Central banks are strange creatures, and independent central banks are stranger still.  Central bank independence is intended to reflect the fact that elected governments will always choose growth over recession. If governments could control the central banks in fiat money countries, they will inevitably cause inflation. Central bankers are like trustees whose job it is to prevent a minor from spending his inheritance. 

But even though most central banks do not have growth or full employment mandates, clearly they owe a duty to their nations to prevent unnecessary recessions and deflation. And yet, if you look at the recent performance of the major cenbanks, they have all done a very poor job. The BoJ is a special case of incompetence and nonfeasance, which I have discussed previously. 


But looking at the Fed, the BofE and the ECB, they were all very late in recognizing that the financial system was having a coronary in the fall of 2007, and have consistently been behind the curve in responding in an adequate manner (i.e., with overwhelming force). Credit is still contracting after two years of monetary stimulus, unemployment is stuck at very high levels, and overall economic performance has been the worst since the Depression. 

The regional fed hawks on the FOMC (currently St. Louis, and Kansas City) are already worrying about inflation--remember 1937 and the second Depression? And in Europe, King & Trichet are ready to pounce at the first hint of recovery.

Why is it that central bankers will happily err on the side of deflation and recession? I think the answer is provided by Keynes above.
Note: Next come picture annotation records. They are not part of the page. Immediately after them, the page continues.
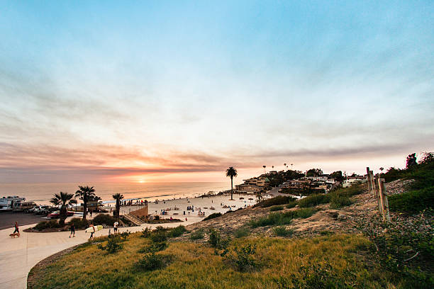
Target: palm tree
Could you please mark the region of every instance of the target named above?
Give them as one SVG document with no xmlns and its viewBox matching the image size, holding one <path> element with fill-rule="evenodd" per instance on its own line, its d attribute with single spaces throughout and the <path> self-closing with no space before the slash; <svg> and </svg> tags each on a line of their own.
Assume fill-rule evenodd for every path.
<svg viewBox="0 0 434 289">
<path fill-rule="evenodd" d="M 233 177 L 238 175 L 237 170 L 233 166 L 229 166 L 226 170 L 226 176 L 230 177 L 230 200 L 233 200 Z"/>
<path fill-rule="evenodd" d="M 121 210 L 121 200 L 123 198 L 123 195 L 120 194 L 119 193 L 115 193 L 112 196 L 113 198 L 116 200 L 116 219 L 119 220 L 119 211 Z"/>
<path fill-rule="evenodd" d="M 86 220 L 86 215 L 87 215 L 87 202 L 91 200 L 95 196 L 95 189 L 94 187 L 89 187 L 87 186 L 79 186 L 79 190 L 75 192 L 76 197 L 80 197 L 80 200 L 83 200 L 83 220 Z"/>
<path fill-rule="evenodd" d="M 72 205 L 77 203 L 77 200 L 74 200 L 74 194 L 60 192 L 60 193 L 55 193 L 54 198 L 50 200 L 50 203 L 53 203 L 56 205 L 60 205 L 60 212 L 59 217 L 59 224 L 62 226 L 65 225 L 65 220 L 67 217 L 67 204 Z"/>
</svg>

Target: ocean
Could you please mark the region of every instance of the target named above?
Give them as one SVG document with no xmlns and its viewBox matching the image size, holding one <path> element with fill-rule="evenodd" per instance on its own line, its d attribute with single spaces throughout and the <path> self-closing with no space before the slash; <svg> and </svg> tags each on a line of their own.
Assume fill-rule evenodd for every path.
<svg viewBox="0 0 434 289">
<path fill-rule="evenodd" d="M 230 183 L 0 183 L 0 196 L 18 196 L 38 204 L 48 204 L 60 191 L 74 193 L 78 186 L 93 186 L 95 194 L 104 201 L 113 200 L 112 195 L 120 193 L 124 199 L 148 200 L 194 197 L 210 191 L 230 188 Z"/>
</svg>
Central bankers want to stay in the "center". They want the respect of their peers and of conventional economists and pundits. 


If you read Friedman, Eichengreen and Bernanke (and Krugman too), there is compelling evidence that if central banks are willing to engage in massive monetary stimulus, they can prevent deflation and can produce an increase in nominal GDP. Deflation is always and everywhere a monetary phenomenon, which is why it is infuriating to read the BoJ forecasting deflation for the next two years, as if deflation were an exogenous variable. 

As I have said before, Bernanke understands this better than anyone else. He has spent a considerable part of his career in advancing the view that monetary policy is capable of maintaining aggregate nominal demand, and that a decline in nominal GDP is prima facie evidence of a policy failure. 

This is Ben in 2002:
Under a fiat (that is, paper) money system, a government (in practice, the central bank in cooperation with other agencies) should always be able to generate increased nominal spending and inflation, even when the short-term nominal interest rate is at zero...

Like gold, U.S. dollars have value only to the extent that they are strictly limited in supply. But the U.S. government has a technology, called a printing press (or, today, its electronic equivalent), that allows it to produce as many U.S. dollars as it wishes at essentially no cost. By increasing the number of U.S. dollars in circulation, or even by credibly threatening to do so, the U.S. government can also reduce the value of a dollar in terms of goods and services, which is equivalent to raising the prices in dollars of those goods and services. We conclude that, under a paper-money system, a determined government can always generate higher spending and hence positive inflation.

And here is Helicopter Ben in Japan in 2003:
I have advocated explicit inflation targets, or at least a quantitative definition of price stability, for other leading central banks, including the Federal Reserve. [But, in the case of Japan, I recommend that] the Bank of Japan announce a quantitative objective for prices. Rather than proposing the more familiar inflation target, I suggest that the BOJ consider adopting a price-level target, which would imply a period of reflation to offset the effects on prices of the recent period of deflation.

So if Ben totally gets it that central banks are on the hook for aggregate demand growth, why has he been so cautious about generating aggregate demand and inflation? The answer is that the FOMC is a committee that includes a number of hawks, and Bernanke does not want to run the money supply on a split FOMC vote. I think he should, but his incentive structure discourages such action.